One of the Senate’s top Republicans believes that stablecoin regulation can still happen this year.
Pennsylvania’s Pat Toomey, the top Republican on the Senate Banking Committee, said that he believes Congress can get together on a bill that would at least prevent a repeat of the $48 billion collapse of the Terra/LUNA algorithmic stablecoin in May, which suffered a bank-run style collapse in just a week. Efforts to pass similar legislation in the House have faced repeated setbacks.
See also: $45B Stablecoin Rout Confirms Worst Fears about Crypto’s Need for Reserves
Speaking on the eve of Thursday’s (Sept. 15) Security and Exchange Commission (SEC) oversight hearing before that committee, Toomey told Bloomberg’s “Odd Lots” podcast that “the fact that there was a sort of sensational bad event did move this up the list of priorities — put it on people’s radar, who didn’t have it on their radar.
“I still think there’s a chance to get stablecoin legislation done this year. I think the administration would like to get something done.”
The core goal of such legislation would be to effectively ban algorithmic stablecoins, which maintain their dollar peg via a variety of arbitrage mechanisms while backing reserves of cryptocurrency in favor of those like the Circle-issued No. 2 stablecoin USDC, which relies on reserves of dollars and highly liquid investments like short-term U.S. Treasuries.

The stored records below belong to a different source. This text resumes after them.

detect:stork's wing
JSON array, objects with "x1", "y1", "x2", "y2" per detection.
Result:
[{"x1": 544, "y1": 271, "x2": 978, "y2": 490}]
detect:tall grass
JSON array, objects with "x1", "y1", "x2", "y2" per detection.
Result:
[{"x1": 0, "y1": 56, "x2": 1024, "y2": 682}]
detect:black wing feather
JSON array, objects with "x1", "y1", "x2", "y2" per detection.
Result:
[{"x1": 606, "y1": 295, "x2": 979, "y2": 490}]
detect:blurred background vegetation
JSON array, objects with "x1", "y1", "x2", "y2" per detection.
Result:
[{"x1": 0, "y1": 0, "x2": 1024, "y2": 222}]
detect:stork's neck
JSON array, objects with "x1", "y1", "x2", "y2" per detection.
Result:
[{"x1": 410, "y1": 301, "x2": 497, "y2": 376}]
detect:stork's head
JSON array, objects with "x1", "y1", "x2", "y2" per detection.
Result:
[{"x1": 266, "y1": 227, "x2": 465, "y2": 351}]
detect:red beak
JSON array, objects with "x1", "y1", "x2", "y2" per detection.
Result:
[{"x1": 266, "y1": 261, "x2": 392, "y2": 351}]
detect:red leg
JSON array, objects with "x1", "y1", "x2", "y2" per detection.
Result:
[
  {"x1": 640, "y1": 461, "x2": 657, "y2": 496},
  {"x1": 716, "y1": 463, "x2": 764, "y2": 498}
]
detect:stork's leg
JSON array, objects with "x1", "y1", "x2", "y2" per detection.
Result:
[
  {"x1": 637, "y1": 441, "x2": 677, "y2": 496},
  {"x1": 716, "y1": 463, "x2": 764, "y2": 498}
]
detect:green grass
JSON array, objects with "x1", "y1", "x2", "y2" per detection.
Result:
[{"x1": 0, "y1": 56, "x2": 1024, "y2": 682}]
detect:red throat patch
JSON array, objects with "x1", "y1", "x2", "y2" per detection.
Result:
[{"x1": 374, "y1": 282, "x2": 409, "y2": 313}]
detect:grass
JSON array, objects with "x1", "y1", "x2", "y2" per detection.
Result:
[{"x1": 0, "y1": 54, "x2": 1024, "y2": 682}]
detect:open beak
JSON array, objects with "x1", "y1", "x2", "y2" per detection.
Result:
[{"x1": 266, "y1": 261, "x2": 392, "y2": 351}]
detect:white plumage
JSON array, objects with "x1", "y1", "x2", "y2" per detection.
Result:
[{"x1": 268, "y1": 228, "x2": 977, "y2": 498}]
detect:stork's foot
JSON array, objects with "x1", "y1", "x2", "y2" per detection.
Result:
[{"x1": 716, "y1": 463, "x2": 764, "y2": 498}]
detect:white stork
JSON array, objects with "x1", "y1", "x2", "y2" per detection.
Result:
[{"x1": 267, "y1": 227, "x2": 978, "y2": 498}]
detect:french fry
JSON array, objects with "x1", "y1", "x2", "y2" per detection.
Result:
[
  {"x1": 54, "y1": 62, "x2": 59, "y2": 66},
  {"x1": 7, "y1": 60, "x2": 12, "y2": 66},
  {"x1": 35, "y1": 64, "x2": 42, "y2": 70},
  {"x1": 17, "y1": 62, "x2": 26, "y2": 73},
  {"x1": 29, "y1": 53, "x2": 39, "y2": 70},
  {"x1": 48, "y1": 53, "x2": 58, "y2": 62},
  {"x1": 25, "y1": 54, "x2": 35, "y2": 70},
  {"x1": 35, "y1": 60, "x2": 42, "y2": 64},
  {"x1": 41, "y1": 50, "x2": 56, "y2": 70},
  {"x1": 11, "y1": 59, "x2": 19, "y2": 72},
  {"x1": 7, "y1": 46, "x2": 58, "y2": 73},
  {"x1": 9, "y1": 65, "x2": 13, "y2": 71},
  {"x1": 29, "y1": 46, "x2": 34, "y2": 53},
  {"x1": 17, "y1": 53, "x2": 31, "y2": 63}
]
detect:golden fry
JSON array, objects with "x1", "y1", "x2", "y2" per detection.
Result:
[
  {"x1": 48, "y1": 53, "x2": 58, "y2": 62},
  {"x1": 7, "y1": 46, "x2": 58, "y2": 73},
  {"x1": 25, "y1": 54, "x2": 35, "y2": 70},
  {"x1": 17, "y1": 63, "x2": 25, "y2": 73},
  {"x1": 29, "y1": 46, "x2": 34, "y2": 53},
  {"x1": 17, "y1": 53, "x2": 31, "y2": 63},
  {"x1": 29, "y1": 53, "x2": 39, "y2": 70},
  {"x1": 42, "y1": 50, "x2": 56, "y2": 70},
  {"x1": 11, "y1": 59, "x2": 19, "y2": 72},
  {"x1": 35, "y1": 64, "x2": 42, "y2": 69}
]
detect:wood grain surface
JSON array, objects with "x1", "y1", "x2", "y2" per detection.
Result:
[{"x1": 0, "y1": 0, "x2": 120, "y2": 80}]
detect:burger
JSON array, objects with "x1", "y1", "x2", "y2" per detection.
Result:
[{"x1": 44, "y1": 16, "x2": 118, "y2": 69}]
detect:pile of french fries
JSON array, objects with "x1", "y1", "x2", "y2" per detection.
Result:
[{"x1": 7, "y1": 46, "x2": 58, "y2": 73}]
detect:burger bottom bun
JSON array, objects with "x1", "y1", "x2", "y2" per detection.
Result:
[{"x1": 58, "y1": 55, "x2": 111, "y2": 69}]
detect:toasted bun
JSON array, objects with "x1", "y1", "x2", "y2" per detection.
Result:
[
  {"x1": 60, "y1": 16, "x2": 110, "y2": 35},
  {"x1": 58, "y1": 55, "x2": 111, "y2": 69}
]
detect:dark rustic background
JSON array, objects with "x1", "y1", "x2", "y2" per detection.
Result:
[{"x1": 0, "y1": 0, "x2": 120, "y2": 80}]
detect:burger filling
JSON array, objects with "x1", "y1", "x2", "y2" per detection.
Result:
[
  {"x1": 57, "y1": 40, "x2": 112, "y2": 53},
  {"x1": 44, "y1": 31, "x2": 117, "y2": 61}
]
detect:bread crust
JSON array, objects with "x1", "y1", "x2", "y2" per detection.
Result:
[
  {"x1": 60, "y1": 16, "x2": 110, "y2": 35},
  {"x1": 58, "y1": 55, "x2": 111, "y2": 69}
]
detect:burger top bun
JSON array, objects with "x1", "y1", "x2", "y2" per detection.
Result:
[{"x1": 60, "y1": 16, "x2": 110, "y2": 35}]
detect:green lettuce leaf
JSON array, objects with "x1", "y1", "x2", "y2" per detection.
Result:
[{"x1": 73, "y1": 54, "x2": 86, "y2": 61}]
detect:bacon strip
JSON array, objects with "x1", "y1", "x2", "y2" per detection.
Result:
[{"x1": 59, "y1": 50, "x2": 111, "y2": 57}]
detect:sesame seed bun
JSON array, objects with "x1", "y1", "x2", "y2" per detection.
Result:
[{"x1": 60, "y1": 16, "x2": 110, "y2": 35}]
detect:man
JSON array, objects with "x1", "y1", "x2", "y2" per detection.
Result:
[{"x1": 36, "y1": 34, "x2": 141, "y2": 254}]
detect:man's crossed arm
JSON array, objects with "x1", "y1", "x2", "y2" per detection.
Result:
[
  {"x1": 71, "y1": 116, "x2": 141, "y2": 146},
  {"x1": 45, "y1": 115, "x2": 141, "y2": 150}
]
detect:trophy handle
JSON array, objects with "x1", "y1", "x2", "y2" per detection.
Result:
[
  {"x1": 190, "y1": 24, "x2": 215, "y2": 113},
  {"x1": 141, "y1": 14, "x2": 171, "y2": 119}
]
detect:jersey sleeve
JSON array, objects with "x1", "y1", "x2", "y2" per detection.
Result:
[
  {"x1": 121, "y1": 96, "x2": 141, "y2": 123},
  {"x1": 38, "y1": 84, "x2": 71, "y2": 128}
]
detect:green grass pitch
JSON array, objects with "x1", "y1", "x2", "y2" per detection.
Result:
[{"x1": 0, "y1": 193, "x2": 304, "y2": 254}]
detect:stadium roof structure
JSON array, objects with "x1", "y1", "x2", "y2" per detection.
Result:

The No. 1 stablecoin, Tether’s USDT, is eliminating some of its less liquid investments in favor of T-bills.
The Terra/LUNA collapse and subsequent wave of bankruptcies by crypto lenders like Celsius and Voyager Digital, which has left hundreds of thousands of investors in limbo and likely to lose at least some of their funds, had boosted hope among Senate Banking Committee and House Financial Services Committee leadership that stablecoin legislation could be pulled out.
Learn more: Stablecoin Collapse Sent Voyager Digital and Celsius on Different Paths to Bankruptcy
Toomey, who broadly supports a light-handed approach to crypto regulation, has said that such legislation should “require that you’d have to be licensed to issue it, and … how you could go about obtaining such a license.” It should require issuers to back their holdings with cash or cash-equivalent assets that are subject to regular auditing and reporting.
A pair of stripped-down bills before the House and the Senate would simply cover that. However, the chair of the House Financial Services Committee, Rep. Maxine Waters (D-Calif.), and Rep. Patrick McHenry (R-N.C.) have tabled more complex legislative goals repeatedly — most recently on Sept. 4 — after failing to overcome partisan differences.
Related: US Stablecoin Bill Hits a Snag as Negotiations Break Down
Broader Crypto Impasse
Congress has largely given up on passing a broader cryptocurrency regulation bill this year. While there is a bipartisan bill pending in the Senate — Sens. Cynthia Lummis (R-Wyo.) and Kirsten Gillibrand (D-N.Y.)’s “Responsible Financial Innovation Act” — it involves more complex questions, including which cryptocurrencies are considered securities and which agency would have oversight of them.
The Biden administration, meanwhile, hasn’t laid out its own agenda for a regulatory regime it called for under an executive order in March. That is expected this month and no serious debate can begin until that happens, but hopes for any action this session are growing dimmer as potentially divisive midterm elections loom in November.
Read more: Senate Crypto Bill Debuts, and Crypto Industry Gets Big Wins
Security Blanket
Those broader disagreements surfaced in Thursday’s Senate Banking Committee hearing, when Lummis asked SEC Chairman Gary Gensler about the disclosure requirements for launching new cryptocurrencies that are securities — something she and Gillibrand have said a fair number of cryptocurrencies likely are, though not as many as Gensler, who has called everything but bitcoin a security.
Lummis said the disclosure requirements for initial cryptocurrency offerings (ICO) — which effectively ended several years ago when the SEC cracked down hard, imposing fines and requiring some ICO launchers to cancel their sales and repay investors — should be the responsibility of the initial issuer.
Gensler disagreed, saying, “The sponsors, the entrepreneurs, the promoters — that’s where the disclosure obligation ought to be.”
Speaking on the Bloomberg podcast, Toomey stuck to the party line, criticizing the SEC’s efforts at regulation as “capricious and ineffective,” saying they were stifling innovation and hurting American consumers.
For his part, Toomey said he does not believe that nearly as many cryptocurrency tokens are securities.
“There may be some tokens that do, and OK, I’ll call them a security,” he said. “But when there is no claim on an issuer, when there is no built-in return, then I’m not sure it should even pass” the definition of a security.